Another assignment of error relates to a question government counsel asked the defendant on cross examination concerning his brother’s operation of a club. The trial judge ruled that this could have a bearing on the question of intent of the defendant. There may have been a very thin line here between competency and incompetency but we cannot say that the trial judge abused his discretion in admitting the testimony.

An assignment of error by which it is claimed that the appellant was deprived of a fair trial relates to a statement made by one of government counsel in his argument to the jury concerning the refusal of witness McElduff to answer a question on the ground of self incrimination. Since the appellant was acquitted on the second count of the indictment relating to McElduff, we find no prejudicial error on this assignment.

We find no merit to the claim that the trial judge did not define the Tennessee statutes which the appellant was accused of violating. These statutes were read to the jury. They were clear and understandable. In the record before us, it appears that no request was made to the trial judge to define them further.

Finally it is claimed that the trial court erred in permitting government counsel to call witnesses whom they knew would refuse to testify on the ground of self incrimination. This is known in common parlance as “taking the Fifth.” The Fifth Amendment to the Constitution of the United States provides, “No person * * * shall be compelled in any criminal case to be a witness against himself, * * * ”

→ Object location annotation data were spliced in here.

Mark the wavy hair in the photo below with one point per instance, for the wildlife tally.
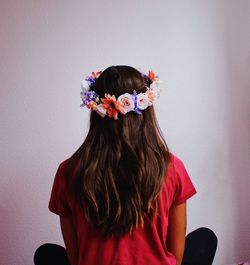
(122, 164)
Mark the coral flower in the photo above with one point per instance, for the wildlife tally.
(112, 106)
(151, 95)
(151, 75)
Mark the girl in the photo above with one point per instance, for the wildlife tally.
(121, 196)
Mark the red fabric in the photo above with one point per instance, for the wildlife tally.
(143, 246)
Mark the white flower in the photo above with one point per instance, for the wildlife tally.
(100, 110)
(142, 101)
(126, 100)
(84, 85)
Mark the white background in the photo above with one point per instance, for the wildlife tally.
(200, 49)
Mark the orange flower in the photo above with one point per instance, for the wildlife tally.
(151, 95)
(151, 75)
(112, 106)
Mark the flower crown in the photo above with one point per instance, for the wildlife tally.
(125, 103)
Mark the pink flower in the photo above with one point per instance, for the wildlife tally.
(126, 102)
(151, 96)
(91, 105)
(142, 101)
(100, 110)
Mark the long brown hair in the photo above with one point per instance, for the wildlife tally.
(121, 165)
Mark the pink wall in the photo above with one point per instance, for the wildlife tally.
(199, 48)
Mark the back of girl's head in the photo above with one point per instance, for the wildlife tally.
(122, 163)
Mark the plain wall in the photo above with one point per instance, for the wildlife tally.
(200, 50)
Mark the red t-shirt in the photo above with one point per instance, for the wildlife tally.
(145, 245)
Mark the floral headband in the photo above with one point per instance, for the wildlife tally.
(125, 103)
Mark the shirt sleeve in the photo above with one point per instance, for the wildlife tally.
(184, 186)
(58, 202)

This assignment of error relates to two witnesses called by the government, Keyes Outland and Charles Cleveland Belt, Jr. These witnesses appeared in court with their lawyers who advised the court and government counsel that the witnesses would claim their privilege against self incrimination and would refuse to testify. Notwithstanding this advice the witnesses were called to the witness stand.

This is a trial device frequently used by government counsel in the trial of criminal cases. This provision of the Fifth Amendment against self incrimination, which we will refer to as a privilege, is a personal one. Rogers v. United States, 340 U.S. 367, 371, 71 S.Ct. 438, 95 L.Ed. 344, rehearing den. 341 U.S. 912, 71 S.Ct. 619, 95 L.Ed. 1348; United States v. White, 322 U.S. 694, 699. 64 S.Ct. 1248, 88 L.Ed. 1542; United States v. Goldfarb, 328 F.2d 280, 282, C.A. 6, cert. den. 377 U.S. 976, 84 S.Ct. 1883, 12 L.Ed.2d 746. The witness can claim it only for himself and to a large extent the witness must be the final judge of whether an answer to a propounded question would tend to subject him to prosecution (In Re Atterbury, 316 F.2d 106, 109, C.A. 6; Case No. 14,692e, United States v. Burr (In re Willie), 25 Fed. Cas. pp. 38, 40; United States v. Coffey, 198 F.2d 438, 440, C.A. 3) under either federal or state law. Murphy v. Waterfront Comm’n, 378 U.S. 52, 77-78, 84 S.Ct. 1594, 12 L.Ed.2d 678. The witness has a right to seek legal counsel and to have his lawyer accompany him to court

*5 This privilege cannot be used by a witness as a shield to refuse to answer all questions such as the name and address, for instance. Rarely could such answers subject a witness to prosecution. The witness can be required to answer pertinent questions where it appears obvious that no self incrimination would be involved.